We're in another of those times when it's no fun to be in the airline business. By comparison, I guess the Great Depression was worse than trying to cope with fuel costs almost doubling in a year. In more modern times, the 1990-91 recession and the 2000-01 downturn followed by the 9/11 attacks were pretty grim.

So maybe it was no surprise that Herb Kelleher would be so jovial last month, when he and I talked on the day he retired as chairman of Southwest Airlines after 41 years with the company. After all, the legendary drinker and smoker could play golf every day now if he wished. (Unlike your standard-issue CEO, he never had much interest in the game, except to show up at company golf tournaments and make a spectacle of himself with his limited skills.)

But in fact, Kelleher is going to continue working for Southwest, doing whatever his successor, Gary C. Kelly, asks him to do. The only difference, Kelleher said, will be a five-day rather than a seven-day workweek, giving him time to "go to a store, or take the dog to the vet" on a Saturday.

The main reason Kelleher was so cheerful - or "sanguine" as he put it - is that he leaves a superb management team that he helped nurture, running the most financially sound airline in the business. The notion that it all might fall apart without him at the helm is simply preposterous.

Kelleher always has been able to change instantly from jokester to numbers nerd when asked about Southwest's financial strategy. He said much the same last month that he did in our first interview 18 years ago. "We've always been very conservative in respect to our financial strength," he said last month. "We have the best balance sheet. It is a battle now, but we're in pretty good shape to fight this battle."

Kelleher's good cheer runs even deeper than that. He never thought of running Southwest as just a job. It's been a mission: Provide good jobs in a great working atmosphere, which leads to good service to customers, who return the favor by returning again and again. Sounds like a successful strategy for any business, doesn't it?

But few other companies work as hard as Southwest on its corporate culture, talking about it constantly and keeping it in the forefront of employees' minds. Most of those employees were hired in the first place, out of thousands of eager applicants annually, because of their flexibility, sense of humor and willingness to work hard. Their immersion in the culture - and genuine love for the company - is on display every time I encounter a Southwest skycap, gate agent, flight attendant or pilot.

How else can you explain Southwest's pilots spending thousands of their own dollars on a full-page ad in USA Today when Kelleher retired, praising his leadership?

Analysts like to point out that many other factors contribute to Southwest's success. It flies only one type of jet, keeping maintenance and training costs down. It doesn't route every flight through congested hubs, minimizing time on the ground. It anticipated higher fuel costs and bought hedging contracts that have saved it millions. It gained a market foothold in its early days by using older, close-in airports that other carriers could not or would not use.

But in my mind, none of that is as important as Southwest's people. And the contrast could not be sharper between what those people and many employees at other airlines think of their bosses.

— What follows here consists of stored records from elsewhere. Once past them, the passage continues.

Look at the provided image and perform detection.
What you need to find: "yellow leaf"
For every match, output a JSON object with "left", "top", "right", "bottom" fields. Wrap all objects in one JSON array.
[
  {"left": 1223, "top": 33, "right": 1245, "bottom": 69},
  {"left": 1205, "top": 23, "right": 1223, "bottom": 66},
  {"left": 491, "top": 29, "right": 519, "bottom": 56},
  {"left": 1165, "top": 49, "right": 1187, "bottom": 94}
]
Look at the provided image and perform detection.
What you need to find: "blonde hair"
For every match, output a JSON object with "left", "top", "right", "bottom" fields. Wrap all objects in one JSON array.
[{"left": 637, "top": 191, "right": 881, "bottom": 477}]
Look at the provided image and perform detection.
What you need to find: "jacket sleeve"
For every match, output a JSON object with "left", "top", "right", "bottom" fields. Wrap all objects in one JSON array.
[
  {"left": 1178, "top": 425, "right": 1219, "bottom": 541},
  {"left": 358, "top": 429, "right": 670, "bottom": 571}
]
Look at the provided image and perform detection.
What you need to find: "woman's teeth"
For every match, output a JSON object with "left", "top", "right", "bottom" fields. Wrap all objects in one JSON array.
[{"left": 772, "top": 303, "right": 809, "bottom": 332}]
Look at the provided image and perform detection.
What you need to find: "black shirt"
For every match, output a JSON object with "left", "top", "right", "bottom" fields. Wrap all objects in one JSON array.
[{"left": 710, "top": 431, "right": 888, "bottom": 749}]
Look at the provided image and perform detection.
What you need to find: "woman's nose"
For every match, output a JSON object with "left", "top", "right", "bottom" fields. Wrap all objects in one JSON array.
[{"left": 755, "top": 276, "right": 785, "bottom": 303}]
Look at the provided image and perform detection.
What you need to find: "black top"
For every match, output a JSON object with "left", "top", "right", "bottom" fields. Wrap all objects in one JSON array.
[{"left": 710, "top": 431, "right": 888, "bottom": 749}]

On the day Kelleher retired, a few miles away at American Airlines' annual meeting, pilots and flight attendants were outside picketing, calling for the heads of the top five executives.

On Friday, US Airways and United Airlines said they were no longer talking merger. One reason was the challenge of trying to integrate the pilot workforces at the two carriers, a task US Airways hasn't been able to complete with its employees from the old America West.

Is it any wonder that Southwest has a market value today that's five to 20 times greater than any other major airline?